Lower values suggest stronger negative relationships (the presence of the
antecedent reduces the likelihood of the consequent)
As to the items used in association rules, each type of field is parsed to
extract items for the rules as follows:
Categorical: each different value (class) will be considered a separate item.
Text: each unique term will be considered a separate item.

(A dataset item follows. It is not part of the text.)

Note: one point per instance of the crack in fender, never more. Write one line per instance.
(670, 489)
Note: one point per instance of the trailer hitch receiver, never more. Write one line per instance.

Items: each different item in the items summary will be considered.
Numeric: Values will be converted into categorical by making a
segmentation of the values.
For example, a numeric field with values ranging from 0 to 600 split
into 3 segments:
segment 1 → [0, 200), segment 2 → [200, 400), segment 3 → [400, 600].
You can refine the behavior of the transformation using
discretization
and field_discretizations.
The bigmler association
subcommand will discover the association
rules present in your
datasets. Starting from the raw data in your files:
bigmler association --train my_file.csv
will generate the source
, dataset
and association
objects
required to present the association rules hidden in your data. You can also
limit the number of rules extracted using the --max-k
option
bigmler association --dataset dataset/532db2b637203f3f1a000103 \
--max-k 20
With the prior command only 20 association rules will be extracted. Similarly,
you can change the search strategy used to find them
bigmler association --dataset dataset/532db2b637203f3f1a000103 \
--search-strategy confidence
In this case, the confidence
is used (the default value being
leverage
).
Logistic-regression subcommand
The bigmler logistic-regression
subcommand generates all the
resources needed to buid
a logistic regression model and use it to predict.
The logistic regression model is a supervised
learning method for solving classification problems. It predicts the
objective field class as logistic function whose argument is a linear
combination of the rest of features. The simplest call to build a logistic
regression is
bigmler logistic-regression --train data/iris.csv
uploads the data in the data/iris.csv
file and generates
the corresponding source
, dataset
and logistic regression
objects in BigML. You
can use any of the generated objects to produce new logistic regressions.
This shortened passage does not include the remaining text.